Electronic – voltage divider — for detecting higher voltage in ADC

adcbrushless-dc-motorvoltage divider

I am working on a BLDC sensorless motor. I need to detect BEMF Zero-cross event.
My Motor is working on 24 Volt power.

Now I need to detect the back E.M.F. As refered in this application note.

My MCU is working on 5V. And ADC range is 0 to 5V.
I need to convert the BEMF feedback signal to ADC channed in this.

As we know voltage divider rule says:
Vo = (R2/R1+R2)Vin

In Figure I :–
Now signal (U) which I need to feed is applied at the middle of the two resistors R1 & R7.
So what is the value of voltage VU ?

In Figure II :–
Sum of U,V,W is applied at the middle of the two resistors R11 & R15.
So what is the value of voltage VN ?

Also, what are the roles of capacitors C1 & C4?

Please can someone explain the MATH behind this ?

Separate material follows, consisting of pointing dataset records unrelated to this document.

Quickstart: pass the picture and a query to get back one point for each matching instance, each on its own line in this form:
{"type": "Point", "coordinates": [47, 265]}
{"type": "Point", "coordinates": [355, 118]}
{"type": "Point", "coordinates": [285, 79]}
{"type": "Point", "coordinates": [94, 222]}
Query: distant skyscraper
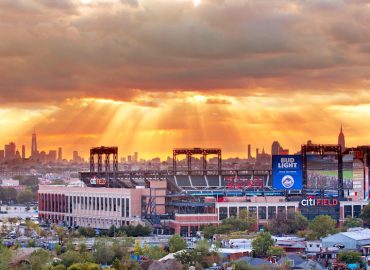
{"type": "Point", "coordinates": [10, 151]}
{"type": "Point", "coordinates": [60, 154]}
{"type": "Point", "coordinates": [275, 148]}
{"type": "Point", "coordinates": [341, 139]}
{"type": "Point", "coordinates": [23, 152]}
{"type": "Point", "coordinates": [75, 156]}
{"type": "Point", "coordinates": [34, 151]}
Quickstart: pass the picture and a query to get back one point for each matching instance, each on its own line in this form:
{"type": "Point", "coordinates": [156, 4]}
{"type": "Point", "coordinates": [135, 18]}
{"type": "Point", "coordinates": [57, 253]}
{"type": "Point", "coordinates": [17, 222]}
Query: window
{"type": "Point", "coordinates": [233, 211]}
{"type": "Point", "coordinates": [253, 210]}
{"type": "Point", "coordinates": [241, 208]}
{"type": "Point", "coordinates": [281, 210]}
{"type": "Point", "coordinates": [222, 213]}
{"type": "Point", "coordinates": [262, 212]}
{"type": "Point", "coordinates": [123, 207]}
{"type": "Point", "coordinates": [356, 211]}
{"type": "Point", "coordinates": [271, 212]}
{"type": "Point", "coordinates": [347, 211]}
{"type": "Point", "coordinates": [127, 207]}
{"type": "Point", "coordinates": [290, 209]}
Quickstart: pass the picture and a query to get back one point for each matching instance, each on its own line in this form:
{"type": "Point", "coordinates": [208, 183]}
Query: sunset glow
{"type": "Point", "coordinates": [149, 76]}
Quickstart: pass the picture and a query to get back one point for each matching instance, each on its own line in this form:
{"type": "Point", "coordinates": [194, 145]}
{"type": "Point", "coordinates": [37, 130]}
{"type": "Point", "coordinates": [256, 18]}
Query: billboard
{"type": "Point", "coordinates": [287, 172]}
{"type": "Point", "coordinates": [322, 171]}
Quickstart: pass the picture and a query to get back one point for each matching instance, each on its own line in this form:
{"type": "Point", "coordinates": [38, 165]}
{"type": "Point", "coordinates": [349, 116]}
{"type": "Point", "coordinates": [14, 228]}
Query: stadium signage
{"type": "Point", "coordinates": [99, 182]}
{"type": "Point", "coordinates": [287, 171]}
{"type": "Point", "coordinates": [319, 202]}
{"type": "Point", "coordinates": [287, 163]}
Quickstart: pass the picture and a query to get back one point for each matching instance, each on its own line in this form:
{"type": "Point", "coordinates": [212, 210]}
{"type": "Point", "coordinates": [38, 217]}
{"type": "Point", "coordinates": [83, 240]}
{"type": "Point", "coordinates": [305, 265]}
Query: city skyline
{"type": "Point", "coordinates": [99, 72]}
{"type": "Point", "coordinates": [275, 149]}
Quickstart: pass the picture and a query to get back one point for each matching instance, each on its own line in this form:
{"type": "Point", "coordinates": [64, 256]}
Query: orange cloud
{"type": "Point", "coordinates": [152, 75]}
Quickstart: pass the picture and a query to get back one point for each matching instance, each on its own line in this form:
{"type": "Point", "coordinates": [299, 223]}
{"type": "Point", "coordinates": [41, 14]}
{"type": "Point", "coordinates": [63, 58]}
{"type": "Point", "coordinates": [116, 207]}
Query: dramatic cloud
{"type": "Point", "coordinates": [222, 73]}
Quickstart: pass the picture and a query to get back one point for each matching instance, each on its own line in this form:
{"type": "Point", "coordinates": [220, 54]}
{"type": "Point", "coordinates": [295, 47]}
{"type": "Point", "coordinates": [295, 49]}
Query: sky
{"type": "Point", "coordinates": [152, 75]}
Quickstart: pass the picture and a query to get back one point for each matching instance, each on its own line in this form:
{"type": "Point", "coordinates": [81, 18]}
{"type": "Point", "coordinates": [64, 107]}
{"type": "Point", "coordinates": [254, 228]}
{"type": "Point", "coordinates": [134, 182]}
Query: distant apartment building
{"type": "Point", "coordinates": [10, 150]}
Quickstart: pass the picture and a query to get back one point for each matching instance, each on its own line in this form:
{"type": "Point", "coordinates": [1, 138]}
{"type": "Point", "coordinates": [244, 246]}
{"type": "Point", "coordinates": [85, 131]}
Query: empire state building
{"type": "Point", "coordinates": [341, 139]}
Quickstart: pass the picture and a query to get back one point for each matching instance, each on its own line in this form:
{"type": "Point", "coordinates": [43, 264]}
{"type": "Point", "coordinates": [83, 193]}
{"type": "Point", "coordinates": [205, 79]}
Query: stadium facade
{"type": "Point", "coordinates": [183, 201]}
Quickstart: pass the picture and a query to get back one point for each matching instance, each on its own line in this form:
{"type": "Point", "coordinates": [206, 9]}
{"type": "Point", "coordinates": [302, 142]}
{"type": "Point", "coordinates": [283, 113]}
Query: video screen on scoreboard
{"type": "Point", "coordinates": [322, 171]}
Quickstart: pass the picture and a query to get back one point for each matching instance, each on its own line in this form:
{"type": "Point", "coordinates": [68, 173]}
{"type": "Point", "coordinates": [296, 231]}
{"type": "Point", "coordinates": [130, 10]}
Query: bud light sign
{"type": "Point", "coordinates": [287, 171]}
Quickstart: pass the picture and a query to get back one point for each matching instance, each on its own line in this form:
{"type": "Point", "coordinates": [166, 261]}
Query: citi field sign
{"type": "Point", "coordinates": [97, 181]}
{"type": "Point", "coordinates": [287, 171]}
{"type": "Point", "coordinates": [319, 202]}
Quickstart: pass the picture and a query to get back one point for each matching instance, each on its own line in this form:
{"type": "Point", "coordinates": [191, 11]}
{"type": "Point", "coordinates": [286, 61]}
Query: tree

enter image description here

Best Answer

Forget about the caps for a moment. In fig. 1 you have three resistors with unknown current and a unknown output voltage, which makes four unknowns. You can apply ohms law to each resistor and Kirchhoff's current law to the common node to obtain four linear equations. Solving them is straightforward math. Applying the superposition law is equivalent.

For the specific case you mention, the solution of the equation is equivalent to replacing the two resistors to fixed voltages (ground and Vcc) by a single virtual resistor having the value of those two resistors in parallel connected to a virtual voltage source supplying a voltage as you would get from a two-resistor divider between the fixed voltage sources.

The cap acts as low-pass filter. You can calculate the cut-off frequency as if the R in the RC filter is all three resistors in parallel.